Jestem zrozpaczona. Boli mnie każdy mięsień, kość, i każdy fragment duszy...
Jakiś czas temu poskarżyłam się tutaj, że nie mam czasu dla siebie. Że wciąż muszę się kimś zajmować, poświęcać swoje cenne godziny...

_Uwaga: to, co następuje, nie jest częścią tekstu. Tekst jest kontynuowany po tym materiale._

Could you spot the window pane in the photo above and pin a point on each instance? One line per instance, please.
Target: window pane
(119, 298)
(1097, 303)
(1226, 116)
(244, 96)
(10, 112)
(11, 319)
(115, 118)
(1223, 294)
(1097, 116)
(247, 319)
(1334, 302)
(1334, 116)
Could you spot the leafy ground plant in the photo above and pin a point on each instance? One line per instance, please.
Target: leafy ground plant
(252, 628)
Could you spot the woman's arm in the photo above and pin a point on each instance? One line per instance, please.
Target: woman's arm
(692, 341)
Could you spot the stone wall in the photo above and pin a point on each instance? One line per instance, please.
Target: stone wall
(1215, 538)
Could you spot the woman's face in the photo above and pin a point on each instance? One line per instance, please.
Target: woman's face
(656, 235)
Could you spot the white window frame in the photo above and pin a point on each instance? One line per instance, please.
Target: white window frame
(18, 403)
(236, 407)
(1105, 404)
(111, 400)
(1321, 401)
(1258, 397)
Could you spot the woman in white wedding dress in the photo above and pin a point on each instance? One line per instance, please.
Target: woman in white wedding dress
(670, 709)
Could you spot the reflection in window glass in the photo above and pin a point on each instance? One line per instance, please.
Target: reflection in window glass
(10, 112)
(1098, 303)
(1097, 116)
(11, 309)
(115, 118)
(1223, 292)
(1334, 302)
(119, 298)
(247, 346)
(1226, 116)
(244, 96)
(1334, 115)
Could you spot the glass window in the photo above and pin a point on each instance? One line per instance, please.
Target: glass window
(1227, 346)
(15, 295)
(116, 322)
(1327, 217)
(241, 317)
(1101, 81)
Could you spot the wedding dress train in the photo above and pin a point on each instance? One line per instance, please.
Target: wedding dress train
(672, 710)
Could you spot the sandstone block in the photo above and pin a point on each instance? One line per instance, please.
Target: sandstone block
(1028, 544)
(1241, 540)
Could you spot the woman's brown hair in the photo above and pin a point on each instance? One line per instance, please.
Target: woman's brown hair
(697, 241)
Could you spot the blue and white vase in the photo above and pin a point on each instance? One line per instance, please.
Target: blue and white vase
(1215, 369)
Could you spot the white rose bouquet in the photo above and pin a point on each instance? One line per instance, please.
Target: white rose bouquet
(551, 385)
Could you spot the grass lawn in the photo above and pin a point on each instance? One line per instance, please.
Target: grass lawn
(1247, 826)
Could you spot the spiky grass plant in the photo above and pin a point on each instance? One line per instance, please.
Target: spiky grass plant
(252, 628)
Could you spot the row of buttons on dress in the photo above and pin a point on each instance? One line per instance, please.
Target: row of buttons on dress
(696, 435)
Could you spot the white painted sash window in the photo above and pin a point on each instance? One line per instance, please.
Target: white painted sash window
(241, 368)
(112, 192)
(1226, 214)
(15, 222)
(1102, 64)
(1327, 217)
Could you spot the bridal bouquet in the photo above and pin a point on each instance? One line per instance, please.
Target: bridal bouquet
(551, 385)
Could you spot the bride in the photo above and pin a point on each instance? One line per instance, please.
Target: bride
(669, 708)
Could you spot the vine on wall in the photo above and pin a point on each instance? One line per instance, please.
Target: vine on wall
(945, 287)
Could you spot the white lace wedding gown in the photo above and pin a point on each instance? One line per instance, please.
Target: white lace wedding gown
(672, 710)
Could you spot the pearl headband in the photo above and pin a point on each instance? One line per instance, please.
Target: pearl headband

A teraz już nie mam matki...
Umarła.
Jest mi tak źle i jestem tak wściekła...
Jakie to wszystko głupie.
Ogólnie życie jest do dupy.
irena.53
3 listopada 2018, 22:14Witam.... No I tak .. . I takie momenty do nas przychodzą... I jest smutno, I nostalgicznie. Ale się ukoi....znowu kiedys będzie coś cieszyć. I tak oto zbieramy rózne I takie też doświadczenia, I nabywamy większej mądrości.. Pozdrawiam Cię. .
marrtynna
3 listopada 2018, 21:50Przykro mi... życie bywa przewrotne, okrutne...
tara55
3 listopada 2018, 17:01Współczuję. Utulam.:-*
Vitalia713
3 listopada 2018, 14:54Przytulam , to smutne co piszesz, mi zmarła babcia 3 lata temu i do dziś jak o niej mówię to łza mi się kręci. Żałoba pozostanie , ale to twoje życie, mamy je jedno. Bądź silna.Trzymaj się .
Adriana82
3 listopada 2018, 12:14Doskonale rozumiem Twój ból. Moja mama zmarła na skutek wypadku półtora roku temu a są dni, kiedy mam wrażenie, że to było wczoraj. Trzymaj się mocno.
sarenzir
3 listopada 2018, 10:40Bardzo współczuję :(
Tormiks
3 listopada 2018, 10:11Współczuję , to takie smutne ..Przytulam Cię mocno.
izabela19681
3 listopada 2018, 09:41Będzie długo bolało...Trzymaj się.
Trollik
3 listopada 2018, 09:09Przykro mi
Julka19602
3 listopada 2018, 08:07Ludzie odchodzą ale pozostają z nami w wspomnieniach i w naszych sercach tak długo jak będziemy pielęgnować pamięć o nich. Trzymaj się mi zmarła mama gdy miałam tylko 5 lat i nic nie pamiętam gdyż bardzo chorowała a ja byłam u dziadków tesknota , żal rozpacz przez upływ czasu zostało złagodzone ale zawsze tli się w moim sercu.Powodzenia i głowa do góry .
Kasztanowa777
3 listopada 2018, 06:42Przykro mi bardzo, sama straciłam Mamę, miała tylko 50 lat, moje dzieci jej nie pamiętają. Trzymaj się!
Wiosna122
3 listopada 2018, 04:34nie mozesz tak myslec, takie rzeczy sie dzieja, ty masz prawo byc zmęczona, masz prawo narzekać. Nie umarła bo narzekalaś pamiętaj, a poczucie winy ktorym sie obarczasz jest zupelnie zbędne, tylko niepotrzebnie cie doluje dodatkowo.
Berchen
3 listopada 2018, 03:04Przykro mi bardzo, nie ma na ten bol lekarstwa, tylko czas. Moj tata odszedl nagle, duuzo za wczesnie, potrzebowalam kilku lat by sie z tym pogodzic. Badz silna.